Julie Andrews is club’s secret weapon

By Iain Ramage and Jonny Muir

Published: 27/08/2009

Songs from The Sound of Music are being used as unlikely weapons in the battle against unruly youngsters in Inverness.

Youth club leaders play songs from the 1960s musical starring Julie Andrews when youngsters refuse to leave a city community centre at the end of weekly club nights.

When My Favourite Things and The Hills Are Alive come blasting out of the centre’s stereo, the youngsters run for the door. Nursery rhymes have also been used to clear out the building, leading to a similar mass exodus.

The tactics are being used at the end of youth club evenings at Hilton Community Centre in Oldtown Road, Hilton, on Thursdays. Hilton councillor John Finnie said: “It’s a fascinating use of music and seems to do the trick. We have to hope the youngsters don’t suddenly develop a taste for musicals.”

The belief is the tunes are so unpopular with hip, modern-thinking youngsters that those who previously refused to leave at the end of the night are now happy to go home at the 10pm closing time.

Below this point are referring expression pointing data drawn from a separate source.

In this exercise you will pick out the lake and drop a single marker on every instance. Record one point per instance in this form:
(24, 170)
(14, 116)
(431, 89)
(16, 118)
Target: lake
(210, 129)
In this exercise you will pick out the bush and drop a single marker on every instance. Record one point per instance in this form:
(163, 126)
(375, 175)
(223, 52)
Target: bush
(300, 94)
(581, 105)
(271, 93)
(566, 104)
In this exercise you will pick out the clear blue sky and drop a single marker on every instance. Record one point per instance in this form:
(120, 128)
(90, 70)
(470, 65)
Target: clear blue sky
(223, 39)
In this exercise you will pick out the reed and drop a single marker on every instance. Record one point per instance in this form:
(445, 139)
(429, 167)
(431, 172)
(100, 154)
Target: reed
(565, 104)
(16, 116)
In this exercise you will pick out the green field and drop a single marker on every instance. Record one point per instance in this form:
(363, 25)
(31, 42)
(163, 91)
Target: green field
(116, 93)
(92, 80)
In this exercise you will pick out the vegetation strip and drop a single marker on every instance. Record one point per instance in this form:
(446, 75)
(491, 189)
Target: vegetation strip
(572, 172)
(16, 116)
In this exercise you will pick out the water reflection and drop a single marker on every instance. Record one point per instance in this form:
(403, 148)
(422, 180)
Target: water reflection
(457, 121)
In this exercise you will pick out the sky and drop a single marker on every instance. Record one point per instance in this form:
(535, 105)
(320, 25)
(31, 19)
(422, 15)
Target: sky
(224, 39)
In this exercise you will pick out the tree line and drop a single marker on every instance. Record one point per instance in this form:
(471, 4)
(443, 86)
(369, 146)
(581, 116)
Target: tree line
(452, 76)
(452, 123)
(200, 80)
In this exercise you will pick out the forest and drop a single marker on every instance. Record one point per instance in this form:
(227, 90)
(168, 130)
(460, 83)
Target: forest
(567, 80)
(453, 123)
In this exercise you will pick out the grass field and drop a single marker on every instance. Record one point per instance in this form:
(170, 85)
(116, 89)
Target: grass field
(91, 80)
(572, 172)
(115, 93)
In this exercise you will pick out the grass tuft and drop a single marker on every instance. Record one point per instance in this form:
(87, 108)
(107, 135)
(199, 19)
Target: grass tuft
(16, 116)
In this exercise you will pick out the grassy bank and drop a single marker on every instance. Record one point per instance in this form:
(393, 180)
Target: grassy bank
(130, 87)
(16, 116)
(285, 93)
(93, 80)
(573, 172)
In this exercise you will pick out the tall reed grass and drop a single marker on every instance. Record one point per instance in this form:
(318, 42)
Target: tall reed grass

The club, which offers activities from football and basketball to computer games, has become increasingly popular, attracting up to 30 secondary pupils each week.

The six people who staff the venue have suffered regular verbal abuse, however, and even threats from a small number of youngsters, in particular at “going home” time, prompting the ingenious “exit procedure”.

Centre spokeswoman Gillian Simpson said: “It’s actually proving quite successful. They go ‘oh no’, so we no longer have to encourage them to leave.”

She added: “We were having a few problems at exit time.

“It was probably from simply stopping their enjoyment. But we all have beds to go home to at some point, so this seems to be working quite satisfactorily.”